The FOMC made clear in its new policy statement that the reframed guidance offered was an “updating” and “does not indicate any change in the Committee’s policy intentions as set forth in recent statements.” But, there has been significant movement along the policy timeline.[private]
Prominently, the FOMC removed what had become the signpost of the arrival of a policy watershed—6.5% unemployment—essentially by acting as though the watershed had arrived. In the old text, reaching that level would trigger consideration of “other information, including additional measures of labor market conditions, indicators of inflation pressures and inflation expectations, and readings on financial developments.” In the new text, the list of “information” to be considered—effective now—is exactly the same, but with the unemployment rate just another “measure of labor market conditions.”

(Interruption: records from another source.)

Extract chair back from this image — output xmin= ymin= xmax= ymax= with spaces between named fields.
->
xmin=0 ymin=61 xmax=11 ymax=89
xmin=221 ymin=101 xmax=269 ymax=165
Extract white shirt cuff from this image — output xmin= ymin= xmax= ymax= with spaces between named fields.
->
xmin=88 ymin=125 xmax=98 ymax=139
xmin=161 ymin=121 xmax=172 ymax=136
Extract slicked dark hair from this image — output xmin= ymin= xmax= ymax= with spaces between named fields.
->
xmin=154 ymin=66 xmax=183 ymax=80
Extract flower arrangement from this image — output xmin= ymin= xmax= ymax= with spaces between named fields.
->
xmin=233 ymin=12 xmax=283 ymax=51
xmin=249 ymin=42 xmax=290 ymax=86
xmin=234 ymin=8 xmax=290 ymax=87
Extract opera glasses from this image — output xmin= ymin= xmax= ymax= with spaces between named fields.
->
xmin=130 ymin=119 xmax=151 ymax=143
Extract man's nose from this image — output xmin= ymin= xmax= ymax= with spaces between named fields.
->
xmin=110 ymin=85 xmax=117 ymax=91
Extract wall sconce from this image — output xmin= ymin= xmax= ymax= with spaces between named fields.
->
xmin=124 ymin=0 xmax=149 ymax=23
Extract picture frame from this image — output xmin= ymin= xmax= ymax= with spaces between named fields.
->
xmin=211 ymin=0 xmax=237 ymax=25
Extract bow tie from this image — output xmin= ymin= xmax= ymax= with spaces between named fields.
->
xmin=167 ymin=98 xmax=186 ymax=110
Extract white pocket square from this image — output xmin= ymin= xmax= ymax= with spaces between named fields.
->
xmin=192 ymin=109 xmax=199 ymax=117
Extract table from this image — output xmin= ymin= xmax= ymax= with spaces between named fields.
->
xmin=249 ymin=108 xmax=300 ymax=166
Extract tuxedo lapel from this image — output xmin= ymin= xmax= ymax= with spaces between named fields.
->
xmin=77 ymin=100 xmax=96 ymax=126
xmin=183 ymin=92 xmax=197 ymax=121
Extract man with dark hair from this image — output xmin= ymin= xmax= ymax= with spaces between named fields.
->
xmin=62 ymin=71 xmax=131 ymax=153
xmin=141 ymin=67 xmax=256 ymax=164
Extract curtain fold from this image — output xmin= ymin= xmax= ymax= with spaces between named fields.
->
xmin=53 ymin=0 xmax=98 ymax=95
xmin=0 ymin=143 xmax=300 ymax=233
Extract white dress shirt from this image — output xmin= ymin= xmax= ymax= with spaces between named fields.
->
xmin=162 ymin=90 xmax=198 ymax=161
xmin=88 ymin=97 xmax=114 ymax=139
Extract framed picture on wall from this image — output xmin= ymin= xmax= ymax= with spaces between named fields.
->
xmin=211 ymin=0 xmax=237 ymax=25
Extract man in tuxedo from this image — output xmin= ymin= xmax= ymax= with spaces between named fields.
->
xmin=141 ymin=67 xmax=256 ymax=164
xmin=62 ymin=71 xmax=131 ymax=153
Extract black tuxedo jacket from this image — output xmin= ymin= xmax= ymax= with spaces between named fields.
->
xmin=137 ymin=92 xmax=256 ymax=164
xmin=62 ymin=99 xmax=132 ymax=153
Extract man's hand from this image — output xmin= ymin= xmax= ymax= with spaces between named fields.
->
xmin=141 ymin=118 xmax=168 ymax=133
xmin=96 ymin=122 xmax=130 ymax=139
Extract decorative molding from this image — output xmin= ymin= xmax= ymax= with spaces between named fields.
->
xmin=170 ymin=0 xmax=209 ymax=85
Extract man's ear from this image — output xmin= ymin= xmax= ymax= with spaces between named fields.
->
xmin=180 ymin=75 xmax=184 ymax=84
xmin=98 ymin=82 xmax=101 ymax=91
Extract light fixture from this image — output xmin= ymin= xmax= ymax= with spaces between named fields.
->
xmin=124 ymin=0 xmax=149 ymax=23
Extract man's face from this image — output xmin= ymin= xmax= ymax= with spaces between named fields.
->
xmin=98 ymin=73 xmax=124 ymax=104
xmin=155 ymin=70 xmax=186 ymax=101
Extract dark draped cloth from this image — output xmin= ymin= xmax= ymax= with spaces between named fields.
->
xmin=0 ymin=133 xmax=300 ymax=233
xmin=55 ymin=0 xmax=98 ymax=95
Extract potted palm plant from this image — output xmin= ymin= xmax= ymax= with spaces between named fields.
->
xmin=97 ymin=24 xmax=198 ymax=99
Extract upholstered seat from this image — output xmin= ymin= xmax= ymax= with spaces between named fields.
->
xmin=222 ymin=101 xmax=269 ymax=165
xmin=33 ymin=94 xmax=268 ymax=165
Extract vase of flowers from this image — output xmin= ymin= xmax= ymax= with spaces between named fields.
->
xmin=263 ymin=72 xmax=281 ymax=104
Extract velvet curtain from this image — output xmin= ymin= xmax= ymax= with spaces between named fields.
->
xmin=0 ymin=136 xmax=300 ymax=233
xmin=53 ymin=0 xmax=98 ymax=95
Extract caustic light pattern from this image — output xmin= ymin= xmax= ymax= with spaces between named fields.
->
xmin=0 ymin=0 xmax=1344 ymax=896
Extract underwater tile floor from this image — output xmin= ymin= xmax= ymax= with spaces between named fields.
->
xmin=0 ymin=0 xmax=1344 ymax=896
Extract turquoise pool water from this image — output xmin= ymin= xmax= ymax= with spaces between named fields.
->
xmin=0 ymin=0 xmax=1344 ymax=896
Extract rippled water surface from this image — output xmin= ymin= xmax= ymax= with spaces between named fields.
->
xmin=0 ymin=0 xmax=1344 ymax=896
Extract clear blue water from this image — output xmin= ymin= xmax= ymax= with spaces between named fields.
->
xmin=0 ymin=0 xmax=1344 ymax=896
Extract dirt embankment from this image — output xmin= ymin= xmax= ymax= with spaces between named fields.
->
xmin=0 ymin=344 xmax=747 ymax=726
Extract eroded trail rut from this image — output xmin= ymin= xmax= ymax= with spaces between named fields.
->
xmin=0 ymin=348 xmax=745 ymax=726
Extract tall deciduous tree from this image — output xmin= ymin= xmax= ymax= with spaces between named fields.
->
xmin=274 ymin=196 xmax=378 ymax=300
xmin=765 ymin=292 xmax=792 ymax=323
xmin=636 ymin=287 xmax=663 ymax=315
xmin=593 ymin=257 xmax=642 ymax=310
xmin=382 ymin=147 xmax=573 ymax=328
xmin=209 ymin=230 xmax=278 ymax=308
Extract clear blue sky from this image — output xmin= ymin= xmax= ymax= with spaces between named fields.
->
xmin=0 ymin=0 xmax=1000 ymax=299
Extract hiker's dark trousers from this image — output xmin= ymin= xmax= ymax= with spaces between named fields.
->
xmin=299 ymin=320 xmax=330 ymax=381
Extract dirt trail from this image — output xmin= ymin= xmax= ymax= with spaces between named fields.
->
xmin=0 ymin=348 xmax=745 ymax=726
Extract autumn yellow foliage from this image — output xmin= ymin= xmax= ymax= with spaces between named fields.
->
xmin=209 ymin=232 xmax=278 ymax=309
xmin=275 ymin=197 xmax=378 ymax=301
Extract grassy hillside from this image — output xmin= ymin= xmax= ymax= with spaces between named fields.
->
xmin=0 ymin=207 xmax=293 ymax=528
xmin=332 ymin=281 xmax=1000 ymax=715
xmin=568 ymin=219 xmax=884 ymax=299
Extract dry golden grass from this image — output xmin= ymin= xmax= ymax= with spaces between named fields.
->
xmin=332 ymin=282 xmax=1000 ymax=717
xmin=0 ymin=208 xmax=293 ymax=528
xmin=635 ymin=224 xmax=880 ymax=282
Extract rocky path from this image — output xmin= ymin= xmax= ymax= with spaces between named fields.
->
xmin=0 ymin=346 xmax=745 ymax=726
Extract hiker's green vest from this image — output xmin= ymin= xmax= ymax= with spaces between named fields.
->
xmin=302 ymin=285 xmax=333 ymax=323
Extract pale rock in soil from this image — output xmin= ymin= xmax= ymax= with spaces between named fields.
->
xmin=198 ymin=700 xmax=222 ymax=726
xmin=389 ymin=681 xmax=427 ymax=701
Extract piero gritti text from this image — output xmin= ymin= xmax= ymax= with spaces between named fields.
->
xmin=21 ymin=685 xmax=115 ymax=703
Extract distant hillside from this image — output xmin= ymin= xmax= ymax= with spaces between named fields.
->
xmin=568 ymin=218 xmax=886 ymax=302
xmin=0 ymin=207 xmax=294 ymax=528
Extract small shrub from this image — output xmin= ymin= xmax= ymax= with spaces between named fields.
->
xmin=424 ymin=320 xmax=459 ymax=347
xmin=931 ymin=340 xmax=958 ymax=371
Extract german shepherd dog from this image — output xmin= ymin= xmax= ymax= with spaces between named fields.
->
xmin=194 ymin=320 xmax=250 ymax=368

The economic assessment motivating the change was almost a declaration of victory. Most significant was the description of the general tone of activity, last time spoken of as being “consistent with growing underlying strength in the broader economy,” but now portrayed as involving “sufficient underlying strength in the broader economy to support ongoing improvement in labor market conditions.” The economy is in self-perpetuating cumulating growth.
The only genuinely new element in the text was an explicit statement that “even after employment and inflation are near mandate-consistent levels, economic conditions may, for some time, warrant keeping the target federal funds rate below levels the Committee views as normal in the longer run.” Dovish dissenter Kocherlakota saw that as one of the few clear elements in otherwise too-vague guidance, His hawkish colleagues may be a bit uneasy that lags in the effect of policy—and the potential for an inflation overshoot—are close to being ignored.
- U.S.:Consumer on Track? February personal income and consumption data (Fri) will update the consumer backdrop in Q1, and consumer confidence (Tue) will give a look at March sentiment.
- Eurozone: There may be even keener interest in the business survey numbers due this week as markets assess whether the Eurozone economy may be developing added momentum. In particular, the March PMI Flashes (Mon) will be examined acutely. Money Numbers (Thu) deserve equal attention
- UK: Perhaps the most incontrovertible BoE assertion recently regards the softer recent inflation environment. Some additional easing may be on the cards in February CPI numbers (Tue).
- Japan: Friday brings the key indicators of the week, with February results for the CPI, the labor force survey, and retail sales all due.
- Emerging Markets/Regions: Light data weeks in both China and India, with only the flash March estimate of the HSBC PMI in the former, and the 8-infrastructure industry index (Fri) for the latter. In Mexico, February trade data arrive, while in Brazil, February current account (Mon) and unemployment (Thu) are key releases.